Existence of geometric tubular neighborhoods in Finsler spaces $\DeclareMathOperator\Tub{Tub}$I have not found any reference among the well-known books about the existence of a geometric tubular neighborhood in the Finsler spaces. I am wondering if there exists such a neighborhood for any closed submanifold of a Fisnler Manifold $M$ (maybe with some extra hypothesis on $M$ ,like compactness ....).
FYI: by a geometric tubular neighborhood, of a pre-compact submanifold of a manifold $M$, I mean: $\Tub(P)_r:=\{\gamma(1)|\gamma:[0,1]\longrightarrow M $ is a minimizing geodesic with $\gamma'(0)\in\mathfrak{C}_{\gamma(0)}(P)\cap B(r)\}$. where $B(r)$ is the ball of radius $r$ and by $\mathfrak{C}_x$ we mean the subset of vectors that each one is orthogonal to $T_xP$ at the direction of itself.
 A: Here's a possible approach that goes backwards, where we define the tubular neighborhood first and the normal bundle second.
Let $M$ be a Finsler manifold and $S \subset M$ a smooth submanifold.
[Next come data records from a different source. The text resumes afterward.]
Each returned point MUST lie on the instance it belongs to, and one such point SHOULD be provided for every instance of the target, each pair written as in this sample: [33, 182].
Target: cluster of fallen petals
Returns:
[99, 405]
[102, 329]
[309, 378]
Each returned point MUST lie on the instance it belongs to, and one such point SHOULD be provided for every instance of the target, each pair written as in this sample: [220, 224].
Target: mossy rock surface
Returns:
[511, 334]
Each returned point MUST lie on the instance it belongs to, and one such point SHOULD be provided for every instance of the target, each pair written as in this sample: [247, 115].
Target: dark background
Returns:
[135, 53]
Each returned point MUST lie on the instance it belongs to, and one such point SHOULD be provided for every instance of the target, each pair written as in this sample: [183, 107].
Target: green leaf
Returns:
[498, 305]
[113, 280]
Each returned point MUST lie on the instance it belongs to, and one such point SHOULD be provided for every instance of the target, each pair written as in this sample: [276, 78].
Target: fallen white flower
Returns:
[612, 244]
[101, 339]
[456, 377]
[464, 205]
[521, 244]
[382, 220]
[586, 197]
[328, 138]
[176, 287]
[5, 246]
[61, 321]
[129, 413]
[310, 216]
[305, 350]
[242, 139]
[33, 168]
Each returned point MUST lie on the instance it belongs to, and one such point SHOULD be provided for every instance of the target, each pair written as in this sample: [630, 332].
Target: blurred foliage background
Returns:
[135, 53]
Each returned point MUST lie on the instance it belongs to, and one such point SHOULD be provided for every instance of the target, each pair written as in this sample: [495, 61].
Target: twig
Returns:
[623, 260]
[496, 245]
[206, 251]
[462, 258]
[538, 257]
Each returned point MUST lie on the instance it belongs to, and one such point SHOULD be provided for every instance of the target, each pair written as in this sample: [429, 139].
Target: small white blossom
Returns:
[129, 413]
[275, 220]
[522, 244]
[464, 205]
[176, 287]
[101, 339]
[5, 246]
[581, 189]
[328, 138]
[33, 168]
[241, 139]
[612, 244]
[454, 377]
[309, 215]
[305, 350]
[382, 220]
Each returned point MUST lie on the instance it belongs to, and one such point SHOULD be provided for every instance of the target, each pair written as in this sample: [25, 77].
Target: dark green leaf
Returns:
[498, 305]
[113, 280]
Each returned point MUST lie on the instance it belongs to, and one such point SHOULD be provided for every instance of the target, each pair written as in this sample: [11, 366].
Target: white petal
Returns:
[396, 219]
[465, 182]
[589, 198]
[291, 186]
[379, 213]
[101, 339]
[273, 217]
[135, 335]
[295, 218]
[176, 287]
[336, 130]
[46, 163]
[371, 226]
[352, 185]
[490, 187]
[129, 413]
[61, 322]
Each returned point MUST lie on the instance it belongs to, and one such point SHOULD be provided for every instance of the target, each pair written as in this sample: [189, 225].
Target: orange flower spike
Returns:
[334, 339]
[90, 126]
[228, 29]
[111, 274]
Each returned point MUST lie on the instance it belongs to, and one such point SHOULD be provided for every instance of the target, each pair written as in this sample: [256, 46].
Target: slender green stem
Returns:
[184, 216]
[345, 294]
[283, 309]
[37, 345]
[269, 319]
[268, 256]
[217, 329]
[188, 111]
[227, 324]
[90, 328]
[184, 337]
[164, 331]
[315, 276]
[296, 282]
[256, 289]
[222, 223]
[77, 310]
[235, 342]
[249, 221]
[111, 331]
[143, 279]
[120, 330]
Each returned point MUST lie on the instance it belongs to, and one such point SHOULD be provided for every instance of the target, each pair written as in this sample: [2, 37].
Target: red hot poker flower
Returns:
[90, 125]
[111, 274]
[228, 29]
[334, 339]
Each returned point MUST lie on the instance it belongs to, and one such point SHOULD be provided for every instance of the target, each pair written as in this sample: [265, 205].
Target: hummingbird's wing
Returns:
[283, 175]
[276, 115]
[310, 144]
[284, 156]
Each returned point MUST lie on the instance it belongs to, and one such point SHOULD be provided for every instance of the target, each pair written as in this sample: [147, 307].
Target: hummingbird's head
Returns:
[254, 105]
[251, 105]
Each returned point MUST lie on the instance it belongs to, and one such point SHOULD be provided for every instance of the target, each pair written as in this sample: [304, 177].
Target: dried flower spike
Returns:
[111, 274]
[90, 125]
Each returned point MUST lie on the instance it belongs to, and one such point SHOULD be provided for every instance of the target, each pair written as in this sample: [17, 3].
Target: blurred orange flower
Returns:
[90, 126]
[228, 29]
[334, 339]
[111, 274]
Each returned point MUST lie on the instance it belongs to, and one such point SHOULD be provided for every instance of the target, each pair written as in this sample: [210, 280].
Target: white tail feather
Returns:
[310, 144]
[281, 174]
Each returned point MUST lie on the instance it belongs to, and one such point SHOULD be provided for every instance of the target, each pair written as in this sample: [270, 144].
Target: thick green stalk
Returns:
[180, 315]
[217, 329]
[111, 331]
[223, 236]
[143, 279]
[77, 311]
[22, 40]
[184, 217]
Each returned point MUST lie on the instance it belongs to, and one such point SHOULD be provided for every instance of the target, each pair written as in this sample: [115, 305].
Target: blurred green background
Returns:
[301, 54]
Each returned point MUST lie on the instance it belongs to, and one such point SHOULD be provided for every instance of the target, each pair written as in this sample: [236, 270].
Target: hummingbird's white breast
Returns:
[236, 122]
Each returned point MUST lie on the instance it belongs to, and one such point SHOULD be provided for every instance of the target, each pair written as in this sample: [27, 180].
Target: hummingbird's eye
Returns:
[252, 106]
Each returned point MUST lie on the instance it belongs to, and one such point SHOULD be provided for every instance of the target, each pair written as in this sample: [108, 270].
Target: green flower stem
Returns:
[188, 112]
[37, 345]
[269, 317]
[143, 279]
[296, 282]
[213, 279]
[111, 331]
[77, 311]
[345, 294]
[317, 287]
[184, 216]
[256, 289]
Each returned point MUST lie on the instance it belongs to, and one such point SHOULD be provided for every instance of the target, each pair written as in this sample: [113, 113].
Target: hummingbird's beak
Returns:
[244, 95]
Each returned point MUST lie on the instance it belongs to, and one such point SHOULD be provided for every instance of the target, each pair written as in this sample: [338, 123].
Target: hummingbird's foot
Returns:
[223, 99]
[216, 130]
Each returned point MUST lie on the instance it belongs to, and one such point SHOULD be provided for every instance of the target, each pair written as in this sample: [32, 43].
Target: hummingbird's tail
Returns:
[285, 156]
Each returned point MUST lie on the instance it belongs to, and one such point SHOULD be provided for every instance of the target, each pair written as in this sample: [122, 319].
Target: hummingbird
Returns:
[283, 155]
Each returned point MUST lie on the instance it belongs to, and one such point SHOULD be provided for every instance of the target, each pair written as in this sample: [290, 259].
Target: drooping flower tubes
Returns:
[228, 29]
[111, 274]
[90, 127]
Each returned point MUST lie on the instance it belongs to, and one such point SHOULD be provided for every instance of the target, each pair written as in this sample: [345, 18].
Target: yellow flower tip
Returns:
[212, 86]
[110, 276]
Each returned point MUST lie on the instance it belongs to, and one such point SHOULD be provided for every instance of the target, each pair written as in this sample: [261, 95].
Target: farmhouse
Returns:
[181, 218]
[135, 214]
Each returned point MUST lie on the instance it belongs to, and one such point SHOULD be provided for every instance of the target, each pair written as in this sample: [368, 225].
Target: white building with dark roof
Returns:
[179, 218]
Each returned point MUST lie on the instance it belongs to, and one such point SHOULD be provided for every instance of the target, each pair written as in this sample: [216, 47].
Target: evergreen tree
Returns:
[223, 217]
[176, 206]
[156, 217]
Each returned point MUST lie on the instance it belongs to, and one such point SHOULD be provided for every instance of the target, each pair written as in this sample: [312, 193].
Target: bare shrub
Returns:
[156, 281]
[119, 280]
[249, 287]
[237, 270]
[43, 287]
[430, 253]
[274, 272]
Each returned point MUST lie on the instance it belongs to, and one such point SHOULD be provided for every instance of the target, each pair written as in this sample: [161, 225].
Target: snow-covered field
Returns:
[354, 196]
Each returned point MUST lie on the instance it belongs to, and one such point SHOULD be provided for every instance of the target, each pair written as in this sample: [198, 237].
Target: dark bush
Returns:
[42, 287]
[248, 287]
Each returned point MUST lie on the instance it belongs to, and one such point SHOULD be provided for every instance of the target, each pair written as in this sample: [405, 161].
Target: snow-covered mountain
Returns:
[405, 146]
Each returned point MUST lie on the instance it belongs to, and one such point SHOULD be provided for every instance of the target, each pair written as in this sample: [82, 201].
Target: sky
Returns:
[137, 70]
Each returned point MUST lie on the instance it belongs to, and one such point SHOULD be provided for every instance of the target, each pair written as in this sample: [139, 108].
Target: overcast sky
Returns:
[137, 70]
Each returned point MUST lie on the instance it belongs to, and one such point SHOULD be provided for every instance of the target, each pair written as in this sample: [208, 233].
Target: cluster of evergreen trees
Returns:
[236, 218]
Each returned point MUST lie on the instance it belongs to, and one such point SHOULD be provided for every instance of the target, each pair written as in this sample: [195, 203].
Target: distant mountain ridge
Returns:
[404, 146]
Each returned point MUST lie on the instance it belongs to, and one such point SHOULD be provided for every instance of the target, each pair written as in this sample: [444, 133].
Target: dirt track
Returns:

Given any $x \in M$, we can define the distance $d(x,S)$ from $x$ to $S$ to be the shortest length of curves from $x$ to $S$. We'll call a curve segment $S$-minimizing if one endpoint lies in $S$ and the length of the curve equals the distance from the other endpoint to $S$.
Then one can define a tubular neighborhood of $S$ of radius $r$ to be the set of all possible endpoints of $S$-minimizing geodesics. However, this is simply the set of all points within distance $r$ from $S$.
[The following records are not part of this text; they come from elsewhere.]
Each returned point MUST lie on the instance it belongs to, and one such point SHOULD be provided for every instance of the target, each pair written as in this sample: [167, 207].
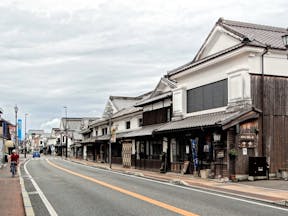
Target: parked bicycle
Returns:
[14, 158]
[13, 168]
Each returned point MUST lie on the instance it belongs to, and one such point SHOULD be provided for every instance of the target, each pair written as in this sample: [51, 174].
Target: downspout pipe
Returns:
[262, 99]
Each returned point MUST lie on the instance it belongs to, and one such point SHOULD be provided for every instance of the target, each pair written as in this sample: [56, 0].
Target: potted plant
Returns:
[233, 153]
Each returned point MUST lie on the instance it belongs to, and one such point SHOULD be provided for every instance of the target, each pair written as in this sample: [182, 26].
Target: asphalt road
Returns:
[74, 189]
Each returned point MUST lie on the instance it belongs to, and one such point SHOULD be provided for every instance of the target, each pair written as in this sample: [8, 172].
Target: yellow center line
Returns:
[130, 193]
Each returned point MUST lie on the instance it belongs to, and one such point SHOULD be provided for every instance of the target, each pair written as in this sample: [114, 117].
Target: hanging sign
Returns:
[19, 132]
[194, 153]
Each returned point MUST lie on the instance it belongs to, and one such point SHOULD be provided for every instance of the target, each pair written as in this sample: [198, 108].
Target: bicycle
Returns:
[13, 168]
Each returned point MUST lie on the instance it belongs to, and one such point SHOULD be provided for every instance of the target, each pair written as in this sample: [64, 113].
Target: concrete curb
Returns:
[176, 181]
[26, 200]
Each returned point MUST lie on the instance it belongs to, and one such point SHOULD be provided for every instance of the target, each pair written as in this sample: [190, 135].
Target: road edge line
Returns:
[47, 204]
[25, 197]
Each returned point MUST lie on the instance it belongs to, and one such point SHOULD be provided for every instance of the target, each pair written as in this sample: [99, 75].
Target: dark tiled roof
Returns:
[144, 131]
[260, 34]
[196, 121]
[257, 35]
[154, 99]
[211, 119]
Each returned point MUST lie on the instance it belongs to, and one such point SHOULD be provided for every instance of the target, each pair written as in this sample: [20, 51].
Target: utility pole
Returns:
[66, 132]
[16, 135]
[25, 141]
[110, 113]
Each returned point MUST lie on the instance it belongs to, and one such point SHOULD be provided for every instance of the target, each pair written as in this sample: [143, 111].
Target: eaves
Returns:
[216, 58]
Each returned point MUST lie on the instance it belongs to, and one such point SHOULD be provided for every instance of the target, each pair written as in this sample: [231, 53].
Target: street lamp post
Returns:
[110, 113]
[16, 135]
[25, 142]
[66, 132]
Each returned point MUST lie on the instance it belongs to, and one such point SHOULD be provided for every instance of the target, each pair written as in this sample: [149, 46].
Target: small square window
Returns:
[128, 125]
[140, 122]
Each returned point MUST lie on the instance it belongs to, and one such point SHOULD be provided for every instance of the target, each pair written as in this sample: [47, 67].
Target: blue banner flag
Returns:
[19, 131]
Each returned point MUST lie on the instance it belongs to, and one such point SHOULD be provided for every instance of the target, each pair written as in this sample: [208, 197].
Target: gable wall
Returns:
[220, 41]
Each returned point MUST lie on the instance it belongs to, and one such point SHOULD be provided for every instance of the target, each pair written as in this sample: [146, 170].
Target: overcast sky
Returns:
[76, 53]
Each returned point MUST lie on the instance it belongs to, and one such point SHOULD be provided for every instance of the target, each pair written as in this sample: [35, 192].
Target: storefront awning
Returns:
[89, 140]
[144, 131]
[9, 143]
[103, 138]
[221, 119]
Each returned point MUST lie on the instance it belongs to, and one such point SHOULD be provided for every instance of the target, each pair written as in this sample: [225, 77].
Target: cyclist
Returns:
[14, 158]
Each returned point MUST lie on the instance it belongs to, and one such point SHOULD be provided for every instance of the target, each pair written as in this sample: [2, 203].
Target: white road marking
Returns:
[49, 207]
[211, 192]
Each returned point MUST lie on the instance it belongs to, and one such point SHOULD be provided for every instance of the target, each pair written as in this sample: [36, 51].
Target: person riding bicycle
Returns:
[14, 160]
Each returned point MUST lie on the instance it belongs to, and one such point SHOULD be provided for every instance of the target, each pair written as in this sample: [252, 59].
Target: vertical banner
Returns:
[19, 131]
[194, 154]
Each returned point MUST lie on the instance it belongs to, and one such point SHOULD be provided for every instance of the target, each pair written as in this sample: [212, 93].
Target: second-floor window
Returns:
[104, 131]
[128, 125]
[208, 96]
[140, 122]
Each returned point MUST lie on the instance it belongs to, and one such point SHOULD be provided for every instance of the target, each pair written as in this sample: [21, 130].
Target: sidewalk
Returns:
[10, 193]
[260, 193]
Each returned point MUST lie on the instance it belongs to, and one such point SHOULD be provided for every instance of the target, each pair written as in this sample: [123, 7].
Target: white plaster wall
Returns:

We can now define a subset $N_*S \subset T_*M$ with respect to the Finsler metric as follows: $v \in T_pM$ lies in $N_pS$ if there exists an $S$-minimizing curve starting at $p$ such that $v$ is tangent to the curve at $p$.
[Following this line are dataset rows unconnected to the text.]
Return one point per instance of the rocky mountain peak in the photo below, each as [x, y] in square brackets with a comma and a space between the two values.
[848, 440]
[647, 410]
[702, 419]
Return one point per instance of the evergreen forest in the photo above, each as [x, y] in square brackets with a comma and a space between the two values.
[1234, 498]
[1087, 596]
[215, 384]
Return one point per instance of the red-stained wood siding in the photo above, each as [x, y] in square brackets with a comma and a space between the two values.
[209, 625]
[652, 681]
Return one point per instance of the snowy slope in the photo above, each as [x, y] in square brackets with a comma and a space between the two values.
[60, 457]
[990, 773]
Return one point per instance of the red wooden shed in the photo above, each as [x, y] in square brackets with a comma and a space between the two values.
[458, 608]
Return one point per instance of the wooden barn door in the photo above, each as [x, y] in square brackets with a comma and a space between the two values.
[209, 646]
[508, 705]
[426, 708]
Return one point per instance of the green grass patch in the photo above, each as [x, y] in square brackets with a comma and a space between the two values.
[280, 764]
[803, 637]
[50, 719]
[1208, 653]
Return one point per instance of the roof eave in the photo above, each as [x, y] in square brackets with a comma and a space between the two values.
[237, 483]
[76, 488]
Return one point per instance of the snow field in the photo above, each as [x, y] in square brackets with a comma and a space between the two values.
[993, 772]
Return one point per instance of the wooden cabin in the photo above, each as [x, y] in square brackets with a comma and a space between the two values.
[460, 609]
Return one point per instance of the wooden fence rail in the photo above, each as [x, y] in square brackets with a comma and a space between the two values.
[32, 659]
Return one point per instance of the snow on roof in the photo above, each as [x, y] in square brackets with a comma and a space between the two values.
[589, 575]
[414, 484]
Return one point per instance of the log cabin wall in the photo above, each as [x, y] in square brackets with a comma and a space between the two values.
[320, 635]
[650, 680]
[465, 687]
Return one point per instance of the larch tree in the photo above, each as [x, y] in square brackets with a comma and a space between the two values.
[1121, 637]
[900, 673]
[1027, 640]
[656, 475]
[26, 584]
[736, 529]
Using the existence and uniqueness of a geodesic with given starting point and velocity, we can define the exponential map $e: N_*S \rightarrow M$.. Moreover, this should show that $N_*S$ is in fact a vector bundle over $S$ and the exponential map defines a diffeomorphism from a neighborhood of the zero section of $N_*S$ onto a neighborhood of $S$ in $M$. In particular, given any precompact subset of $S$, there exists $r>0$ such that the exponential map is a diffeomorphism onto the tubular neighborhood of radius $r$ from its preimage.